So where Costco found its niche - and where it still holds a substantial edge over No. 2 Sam's and No. 3 BJ's Wholesale Club, say analysts - is in merchandise quality. Traditionally, warehouse stores sell the most obscure brands, a trade-off consumers are willing to make to save money. Costco found a way to bring in well-known name brands, whether Dom Perignon champagne or Jif peanut butter, and sell them at the same price other warehouse clubs stamp on domestic sparkling wine and no-name peanut butter.

Costco is so successful at finding name brands at astounding discounts that its buyers are legends in the industry, whether they track down designer jeans or high-end appliances. David Andrew, the global wine director, has been featured so often in the wine press - including a splashy New York Times profile that played up his days as a Hollywood agent - that no one should be surprised Costco is the biggest wine retailer in the United States.

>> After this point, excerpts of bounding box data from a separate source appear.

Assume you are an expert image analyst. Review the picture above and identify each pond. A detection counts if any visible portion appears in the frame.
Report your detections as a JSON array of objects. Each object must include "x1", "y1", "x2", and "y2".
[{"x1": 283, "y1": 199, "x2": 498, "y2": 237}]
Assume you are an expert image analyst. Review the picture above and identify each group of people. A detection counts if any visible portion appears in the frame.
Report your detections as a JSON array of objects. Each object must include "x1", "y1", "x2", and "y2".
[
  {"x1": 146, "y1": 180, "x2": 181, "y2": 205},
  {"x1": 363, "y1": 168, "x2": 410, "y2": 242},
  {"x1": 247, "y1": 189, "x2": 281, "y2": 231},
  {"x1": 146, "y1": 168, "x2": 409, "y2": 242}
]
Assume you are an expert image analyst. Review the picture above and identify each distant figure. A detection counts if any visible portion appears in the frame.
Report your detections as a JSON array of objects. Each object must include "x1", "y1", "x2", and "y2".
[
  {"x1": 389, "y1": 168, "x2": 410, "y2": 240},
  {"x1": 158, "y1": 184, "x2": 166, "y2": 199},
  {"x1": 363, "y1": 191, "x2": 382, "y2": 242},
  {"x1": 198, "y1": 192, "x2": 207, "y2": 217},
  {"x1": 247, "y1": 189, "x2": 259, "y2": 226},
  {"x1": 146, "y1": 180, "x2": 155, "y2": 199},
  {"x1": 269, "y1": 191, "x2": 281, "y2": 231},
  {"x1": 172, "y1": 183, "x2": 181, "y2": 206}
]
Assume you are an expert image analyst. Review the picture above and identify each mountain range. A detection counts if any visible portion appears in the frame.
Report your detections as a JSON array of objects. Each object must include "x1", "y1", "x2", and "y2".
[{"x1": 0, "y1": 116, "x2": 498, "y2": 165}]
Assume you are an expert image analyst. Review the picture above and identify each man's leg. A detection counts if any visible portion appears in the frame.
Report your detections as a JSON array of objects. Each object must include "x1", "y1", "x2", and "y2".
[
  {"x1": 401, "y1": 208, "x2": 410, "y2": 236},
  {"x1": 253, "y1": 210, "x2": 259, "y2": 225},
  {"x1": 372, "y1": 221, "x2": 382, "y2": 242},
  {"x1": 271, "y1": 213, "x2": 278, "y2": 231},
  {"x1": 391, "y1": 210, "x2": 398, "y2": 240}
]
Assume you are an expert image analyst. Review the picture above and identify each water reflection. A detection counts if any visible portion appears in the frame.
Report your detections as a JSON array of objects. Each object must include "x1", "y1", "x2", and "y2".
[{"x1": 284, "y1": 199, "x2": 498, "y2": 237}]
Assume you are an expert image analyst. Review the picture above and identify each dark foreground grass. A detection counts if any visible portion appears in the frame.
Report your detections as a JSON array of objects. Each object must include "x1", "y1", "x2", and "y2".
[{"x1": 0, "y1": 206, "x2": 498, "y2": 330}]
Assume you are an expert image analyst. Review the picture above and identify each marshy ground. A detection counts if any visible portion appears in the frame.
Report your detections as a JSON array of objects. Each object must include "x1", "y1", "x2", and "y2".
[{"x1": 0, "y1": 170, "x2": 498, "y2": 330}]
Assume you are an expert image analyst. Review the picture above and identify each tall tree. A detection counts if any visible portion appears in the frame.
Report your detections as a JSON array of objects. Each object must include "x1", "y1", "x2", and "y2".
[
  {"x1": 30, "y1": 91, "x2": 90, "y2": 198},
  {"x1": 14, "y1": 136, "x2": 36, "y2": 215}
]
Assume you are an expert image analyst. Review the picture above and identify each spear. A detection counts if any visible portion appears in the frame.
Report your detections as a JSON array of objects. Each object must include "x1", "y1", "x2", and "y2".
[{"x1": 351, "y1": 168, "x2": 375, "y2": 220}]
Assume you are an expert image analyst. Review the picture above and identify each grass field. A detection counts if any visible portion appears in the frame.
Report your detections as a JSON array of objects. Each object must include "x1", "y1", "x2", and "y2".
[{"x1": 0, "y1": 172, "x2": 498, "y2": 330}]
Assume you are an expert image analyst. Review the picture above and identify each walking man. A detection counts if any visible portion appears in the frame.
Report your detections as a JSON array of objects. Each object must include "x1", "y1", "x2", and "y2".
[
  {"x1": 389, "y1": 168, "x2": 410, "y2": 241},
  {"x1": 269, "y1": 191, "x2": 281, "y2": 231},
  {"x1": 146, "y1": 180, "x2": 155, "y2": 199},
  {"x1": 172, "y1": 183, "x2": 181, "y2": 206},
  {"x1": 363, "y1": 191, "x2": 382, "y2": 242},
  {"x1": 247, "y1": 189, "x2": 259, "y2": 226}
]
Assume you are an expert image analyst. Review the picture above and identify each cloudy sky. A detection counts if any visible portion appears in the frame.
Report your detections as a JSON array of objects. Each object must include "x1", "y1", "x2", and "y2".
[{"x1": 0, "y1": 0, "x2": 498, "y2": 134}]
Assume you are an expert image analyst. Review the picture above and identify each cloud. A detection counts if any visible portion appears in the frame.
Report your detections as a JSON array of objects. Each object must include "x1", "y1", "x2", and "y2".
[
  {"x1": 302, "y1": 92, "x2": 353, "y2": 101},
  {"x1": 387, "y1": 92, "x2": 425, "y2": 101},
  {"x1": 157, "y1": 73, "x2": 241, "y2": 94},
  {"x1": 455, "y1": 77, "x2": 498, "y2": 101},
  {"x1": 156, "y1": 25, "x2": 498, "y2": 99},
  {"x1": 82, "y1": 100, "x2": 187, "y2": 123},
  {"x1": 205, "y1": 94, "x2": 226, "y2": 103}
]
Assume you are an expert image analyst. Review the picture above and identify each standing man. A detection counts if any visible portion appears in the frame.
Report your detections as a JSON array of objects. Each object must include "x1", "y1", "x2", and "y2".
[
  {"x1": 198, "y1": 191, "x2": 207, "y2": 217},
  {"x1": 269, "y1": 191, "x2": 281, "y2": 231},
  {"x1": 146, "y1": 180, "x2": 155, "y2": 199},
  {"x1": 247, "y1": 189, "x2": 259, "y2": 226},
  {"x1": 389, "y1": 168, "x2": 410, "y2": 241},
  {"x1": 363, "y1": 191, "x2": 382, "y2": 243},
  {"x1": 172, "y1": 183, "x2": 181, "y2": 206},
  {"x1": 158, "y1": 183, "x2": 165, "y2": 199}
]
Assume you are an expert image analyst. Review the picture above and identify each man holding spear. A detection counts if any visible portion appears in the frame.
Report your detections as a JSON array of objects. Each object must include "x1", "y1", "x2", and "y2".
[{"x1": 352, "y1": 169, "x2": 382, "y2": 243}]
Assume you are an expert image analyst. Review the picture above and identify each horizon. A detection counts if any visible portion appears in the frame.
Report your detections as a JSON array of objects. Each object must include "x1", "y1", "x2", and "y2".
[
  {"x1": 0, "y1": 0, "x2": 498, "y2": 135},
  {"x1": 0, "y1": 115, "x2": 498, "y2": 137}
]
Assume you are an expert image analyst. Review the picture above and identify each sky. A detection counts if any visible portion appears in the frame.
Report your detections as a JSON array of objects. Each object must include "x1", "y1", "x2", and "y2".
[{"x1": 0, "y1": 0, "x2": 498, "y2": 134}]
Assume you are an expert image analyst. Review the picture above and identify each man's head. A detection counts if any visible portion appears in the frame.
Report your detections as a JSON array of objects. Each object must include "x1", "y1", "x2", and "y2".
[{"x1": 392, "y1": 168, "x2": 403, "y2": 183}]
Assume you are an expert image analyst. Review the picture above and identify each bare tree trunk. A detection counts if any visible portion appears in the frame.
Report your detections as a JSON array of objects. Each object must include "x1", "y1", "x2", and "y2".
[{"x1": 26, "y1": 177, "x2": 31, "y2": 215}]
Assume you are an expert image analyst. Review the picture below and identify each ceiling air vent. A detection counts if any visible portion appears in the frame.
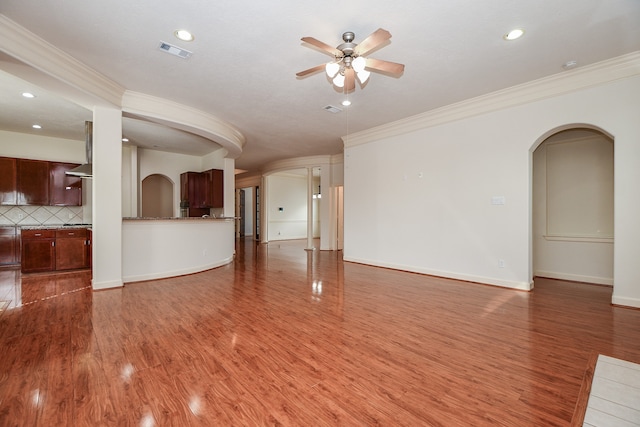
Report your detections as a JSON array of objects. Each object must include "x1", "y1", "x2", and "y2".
[
  {"x1": 322, "y1": 105, "x2": 342, "y2": 113},
  {"x1": 159, "y1": 41, "x2": 193, "y2": 59}
]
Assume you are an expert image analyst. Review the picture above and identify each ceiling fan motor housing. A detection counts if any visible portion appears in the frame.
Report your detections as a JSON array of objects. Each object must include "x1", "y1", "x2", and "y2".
[{"x1": 336, "y1": 31, "x2": 358, "y2": 57}]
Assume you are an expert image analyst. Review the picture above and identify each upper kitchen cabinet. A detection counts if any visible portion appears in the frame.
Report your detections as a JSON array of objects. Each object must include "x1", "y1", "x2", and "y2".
[
  {"x1": 17, "y1": 159, "x2": 49, "y2": 206},
  {"x1": 0, "y1": 157, "x2": 18, "y2": 205},
  {"x1": 180, "y1": 169, "x2": 224, "y2": 216},
  {"x1": 0, "y1": 157, "x2": 82, "y2": 206},
  {"x1": 49, "y1": 162, "x2": 82, "y2": 206},
  {"x1": 204, "y1": 169, "x2": 224, "y2": 208}
]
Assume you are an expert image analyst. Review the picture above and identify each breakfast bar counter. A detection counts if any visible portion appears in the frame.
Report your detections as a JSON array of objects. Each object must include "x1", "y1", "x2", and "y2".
[{"x1": 122, "y1": 217, "x2": 235, "y2": 283}]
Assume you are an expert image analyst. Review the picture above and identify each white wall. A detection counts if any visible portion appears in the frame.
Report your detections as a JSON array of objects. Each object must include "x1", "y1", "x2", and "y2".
[
  {"x1": 267, "y1": 171, "x2": 307, "y2": 241},
  {"x1": 532, "y1": 130, "x2": 614, "y2": 285},
  {"x1": 344, "y1": 75, "x2": 640, "y2": 306}
]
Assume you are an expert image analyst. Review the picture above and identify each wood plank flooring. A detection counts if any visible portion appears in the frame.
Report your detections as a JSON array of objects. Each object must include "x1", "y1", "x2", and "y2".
[{"x1": 0, "y1": 240, "x2": 640, "y2": 427}]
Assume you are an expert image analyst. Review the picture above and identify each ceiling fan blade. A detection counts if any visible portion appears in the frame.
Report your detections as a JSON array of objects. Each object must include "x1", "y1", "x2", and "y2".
[
  {"x1": 300, "y1": 37, "x2": 342, "y2": 57},
  {"x1": 344, "y1": 68, "x2": 356, "y2": 93},
  {"x1": 296, "y1": 64, "x2": 325, "y2": 77},
  {"x1": 355, "y1": 28, "x2": 391, "y2": 56},
  {"x1": 366, "y1": 58, "x2": 404, "y2": 75}
]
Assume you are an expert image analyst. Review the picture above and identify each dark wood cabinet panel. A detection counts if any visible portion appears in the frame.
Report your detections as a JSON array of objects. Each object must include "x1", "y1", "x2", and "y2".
[
  {"x1": 17, "y1": 159, "x2": 49, "y2": 206},
  {"x1": 205, "y1": 169, "x2": 224, "y2": 208},
  {"x1": 0, "y1": 227, "x2": 20, "y2": 265},
  {"x1": 180, "y1": 172, "x2": 211, "y2": 216},
  {"x1": 56, "y1": 228, "x2": 89, "y2": 270},
  {"x1": 0, "y1": 157, "x2": 18, "y2": 205},
  {"x1": 21, "y1": 230, "x2": 56, "y2": 273},
  {"x1": 180, "y1": 169, "x2": 224, "y2": 216},
  {"x1": 21, "y1": 228, "x2": 91, "y2": 273},
  {"x1": 49, "y1": 162, "x2": 82, "y2": 206}
]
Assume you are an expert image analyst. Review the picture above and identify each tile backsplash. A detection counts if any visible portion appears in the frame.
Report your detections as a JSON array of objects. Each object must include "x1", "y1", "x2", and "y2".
[{"x1": 0, "y1": 206, "x2": 87, "y2": 226}]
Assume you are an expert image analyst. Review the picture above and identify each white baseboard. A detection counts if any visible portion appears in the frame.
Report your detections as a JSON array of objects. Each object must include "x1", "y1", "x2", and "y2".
[
  {"x1": 122, "y1": 256, "x2": 233, "y2": 283},
  {"x1": 533, "y1": 270, "x2": 613, "y2": 286},
  {"x1": 91, "y1": 279, "x2": 124, "y2": 291},
  {"x1": 611, "y1": 291, "x2": 640, "y2": 308},
  {"x1": 344, "y1": 257, "x2": 533, "y2": 291}
]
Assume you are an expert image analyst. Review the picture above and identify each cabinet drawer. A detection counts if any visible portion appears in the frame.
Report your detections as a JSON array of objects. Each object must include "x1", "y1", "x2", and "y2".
[
  {"x1": 22, "y1": 229, "x2": 56, "y2": 240},
  {"x1": 56, "y1": 228, "x2": 87, "y2": 239}
]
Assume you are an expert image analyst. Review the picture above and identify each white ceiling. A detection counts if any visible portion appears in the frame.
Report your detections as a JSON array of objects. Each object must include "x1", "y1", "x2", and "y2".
[{"x1": 0, "y1": 0, "x2": 640, "y2": 170}]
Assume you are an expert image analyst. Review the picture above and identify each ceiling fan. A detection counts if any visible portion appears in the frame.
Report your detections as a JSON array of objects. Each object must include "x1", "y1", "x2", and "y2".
[{"x1": 296, "y1": 28, "x2": 404, "y2": 93}]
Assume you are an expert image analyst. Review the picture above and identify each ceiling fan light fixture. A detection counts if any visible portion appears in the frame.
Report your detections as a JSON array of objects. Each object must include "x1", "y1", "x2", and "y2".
[
  {"x1": 173, "y1": 30, "x2": 195, "y2": 42},
  {"x1": 325, "y1": 62, "x2": 340, "y2": 79},
  {"x1": 356, "y1": 70, "x2": 371, "y2": 85},
  {"x1": 502, "y1": 28, "x2": 524, "y2": 41},
  {"x1": 351, "y1": 56, "x2": 367, "y2": 73}
]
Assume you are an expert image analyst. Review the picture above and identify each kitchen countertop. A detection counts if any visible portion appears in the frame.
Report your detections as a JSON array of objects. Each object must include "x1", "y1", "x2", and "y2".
[
  {"x1": 15, "y1": 224, "x2": 91, "y2": 230},
  {"x1": 122, "y1": 216, "x2": 236, "y2": 221}
]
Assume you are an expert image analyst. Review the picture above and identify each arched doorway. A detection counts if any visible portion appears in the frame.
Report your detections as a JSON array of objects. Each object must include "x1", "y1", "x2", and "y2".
[
  {"x1": 142, "y1": 174, "x2": 174, "y2": 218},
  {"x1": 532, "y1": 127, "x2": 614, "y2": 286}
]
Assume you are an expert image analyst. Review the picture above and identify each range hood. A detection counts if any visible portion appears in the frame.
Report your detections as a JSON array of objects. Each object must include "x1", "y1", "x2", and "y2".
[{"x1": 66, "y1": 121, "x2": 93, "y2": 178}]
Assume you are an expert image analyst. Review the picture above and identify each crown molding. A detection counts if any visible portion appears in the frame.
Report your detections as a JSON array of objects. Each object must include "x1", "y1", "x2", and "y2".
[
  {"x1": 122, "y1": 90, "x2": 245, "y2": 158},
  {"x1": 263, "y1": 155, "x2": 335, "y2": 175},
  {"x1": 342, "y1": 51, "x2": 640, "y2": 148},
  {"x1": 0, "y1": 14, "x2": 125, "y2": 107}
]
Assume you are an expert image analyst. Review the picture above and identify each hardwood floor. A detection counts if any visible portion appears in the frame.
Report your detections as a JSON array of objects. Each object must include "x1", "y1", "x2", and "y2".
[{"x1": 0, "y1": 240, "x2": 640, "y2": 426}]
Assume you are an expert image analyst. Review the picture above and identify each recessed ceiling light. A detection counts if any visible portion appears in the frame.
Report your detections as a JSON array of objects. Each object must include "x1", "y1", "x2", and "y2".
[
  {"x1": 173, "y1": 30, "x2": 195, "y2": 42},
  {"x1": 502, "y1": 28, "x2": 524, "y2": 41}
]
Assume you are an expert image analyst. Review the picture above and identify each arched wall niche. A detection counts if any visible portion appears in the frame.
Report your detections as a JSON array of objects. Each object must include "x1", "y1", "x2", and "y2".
[{"x1": 530, "y1": 123, "x2": 615, "y2": 286}]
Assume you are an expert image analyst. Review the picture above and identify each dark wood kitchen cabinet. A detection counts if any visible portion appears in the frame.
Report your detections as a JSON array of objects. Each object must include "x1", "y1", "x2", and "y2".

The company also reinvented the store brand, which had lost favor with many retailers by the early 1990s because consumers considered store brands poorly made and poorly packaged. Costco developed its Kirkland Signature private-label merchandise so successfully that its customers often buy Kirkland instead of better known national brands.

"One of the big arguments in retailing is about who owns the customer," says consultant Dan Graham. "Is it the manufacturer or is it the retailer? Costco owns the customer. Consumers trust Costco to give them the best value, regardless of brands."

Ask Sinegal about owning his customers, and his smile is almost sly. Ask his customers about it, and they speak of the chain with an almost religious fervor. It's difficult to find disgruntled Costco customers. The sampling for this story, though not scientific, didn't uncover even one.